More recently, USDA-ARS researchers have uncovered the biological agent responsible for generating the desirable dwarfed poinsettia plant stature without the use of expensive growth regulators. The answer was surprising- phytoplasma, an infectious agent found within some plant varieties. These bacteria are usually pathogens, but in the case of poinsettias, they actually produce a trait desirable for commercial sales. Earlier this year a similar poinsettia branching plant type was achieved by making a transgenic poinsettia expressing an Arabidopsis gene AtSHI, which alters the internal hormone balance to change plant structure. Other scientists are focusing on the diseases that attack these valuable plants. Still others are working on reducing the energy costs associated with commercial production of these plants. Poinsettias may show off their colors during the long nights of winter in the Northern Hemisphere, but they decidedly prefer warmer temperatures than those available outdoors during North American winters. This means that growers must keep the heat on inside greenhouses while the plants are getting ready for market. Energy costs have increased by 230% over the past decade, which means slimmer profit margins for poinsettia growers. Researchers have reported that some varieties can stand slightly colder temperatures while still yielding high quality plants in time for the Christmas season. They just have to start their seedlings just a little bit earlier in August. This timing adjustment in combination with the proper choice of cultivar will ultimately save energy costs for growers.

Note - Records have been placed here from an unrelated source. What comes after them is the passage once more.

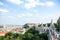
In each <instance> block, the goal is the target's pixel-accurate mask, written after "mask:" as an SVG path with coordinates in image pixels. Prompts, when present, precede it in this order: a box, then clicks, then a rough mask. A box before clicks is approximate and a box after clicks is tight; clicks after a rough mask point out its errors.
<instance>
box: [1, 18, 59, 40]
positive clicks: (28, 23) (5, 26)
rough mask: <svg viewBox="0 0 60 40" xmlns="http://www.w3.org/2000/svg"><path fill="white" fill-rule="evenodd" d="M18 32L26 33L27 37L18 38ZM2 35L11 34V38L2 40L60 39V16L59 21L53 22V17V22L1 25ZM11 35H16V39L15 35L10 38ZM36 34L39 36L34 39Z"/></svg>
mask: <svg viewBox="0 0 60 40" xmlns="http://www.w3.org/2000/svg"><path fill="white" fill-rule="evenodd" d="M11 34H13V35H11ZM18 34H21V35H24V36H25V39H24V37H21V38H18V37H19V36H18ZM42 34H43V35H45V36H43V35H42ZM14 35H16V36H17V37H16V36H14ZM21 35H20V36H21ZM39 35H40V36H39ZM0 36H3V37H4V36H9V37H8V38H9V39H8V38H7V39H2V38H1V40H60V17H59V19H58V20H57V23H53V20H52V19H51V22H50V23H46V24H42V23H41V24H40V23H27V24H24V25H0ZM10 36H14V37H16V39H15V38H14V37H13V38H10ZM34 36H39V37H38V38H37V39H36V38H35V39H34V38H33V37H34ZM26 37H27V38H26ZM40 37H42V38H40ZM44 37H46V38H44ZM17 38H18V39H17Z"/></svg>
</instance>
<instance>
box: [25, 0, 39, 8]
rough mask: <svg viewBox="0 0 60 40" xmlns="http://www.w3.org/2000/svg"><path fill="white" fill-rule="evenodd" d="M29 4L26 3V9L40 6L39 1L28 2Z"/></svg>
mask: <svg viewBox="0 0 60 40" xmlns="http://www.w3.org/2000/svg"><path fill="white" fill-rule="evenodd" d="M26 1H27V2H28V3H25V5H24V6H25V8H26V9H30V8H32V7H36V5H39V0H26Z"/></svg>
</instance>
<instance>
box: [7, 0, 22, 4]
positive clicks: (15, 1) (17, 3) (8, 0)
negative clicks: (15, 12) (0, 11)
mask: <svg viewBox="0 0 60 40" xmlns="http://www.w3.org/2000/svg"><path fill="white" fill-rule="evenodd" d="M7 1H8V2H11V3H14V4H17V5H19V4H21V3H23V1H21V0H7Z"/></svg>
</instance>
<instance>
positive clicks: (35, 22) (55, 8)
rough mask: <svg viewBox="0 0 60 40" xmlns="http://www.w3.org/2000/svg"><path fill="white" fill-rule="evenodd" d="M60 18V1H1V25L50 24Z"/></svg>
mask: <svg viewBox="0 0 60 40" xmlns="http://www.w3.org/2000/svg"><path fill="white" fill-rule="evenodd" d="M59 16H60V0H0V24H25V23H47V22H48V23H49V22H50V21H51V19H53V22H56V21H57V19H58V18H59Z"/></svg>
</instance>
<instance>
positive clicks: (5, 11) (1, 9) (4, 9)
mask: <svg viewBox="0 0 60 40" xmlns="http://www.w3.org/2000/svg"><path fill="white" fill-rule="evenodd" d="M0 12H8V10H6V9H0Z"/></svg>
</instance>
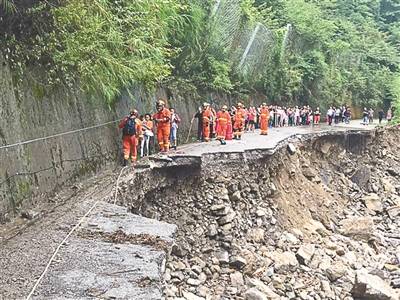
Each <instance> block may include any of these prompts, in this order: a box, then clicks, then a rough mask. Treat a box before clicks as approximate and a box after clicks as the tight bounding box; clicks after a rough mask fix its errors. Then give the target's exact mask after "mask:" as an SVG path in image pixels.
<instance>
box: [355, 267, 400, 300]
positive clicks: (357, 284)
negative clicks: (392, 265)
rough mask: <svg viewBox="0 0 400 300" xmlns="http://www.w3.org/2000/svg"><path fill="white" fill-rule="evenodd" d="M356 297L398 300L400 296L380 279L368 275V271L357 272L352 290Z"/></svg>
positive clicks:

So enjoy your poinsettias for a little while longer this season. Then, when all the bracts and leaves fall off, and your family starts to ridicule your plant care-taking skills, you can impress them with your new botanical knowledge. “Well, no it isn’t my fault. That’s just what poinsettias do after they have flowered for several weeks. I’ll just prune them back and re-train them to a short day photoperiod for beautiful bract blooms next year.” Walk away as they pick their jaws up off the floor. They’ll be too stunned to ask you when was the last time you watered it (um, never?). Plus, I won’t tell anyone that you left it out overnight during a frost. Just discreetly buy another poinsettia next year, and if anyone asks how the re-blooming project went, just blame failure on your dog/cat/child/incompetent summer house-sitter and move on. If you do manage to get your plant to bloom for the next season, give yourself a gold star from me and be sure to rub it in everyone’s noses as they visit your home for the holidays. One-upping the people we love the most with picture-perfect traditions is what the season is all about anyway, right?**
*Playing Christmas trivial pursuit? What color are poinsettia flowers? Answer: Yellow. Those that answer red or pink or cream etc. can wallow in their wrongness.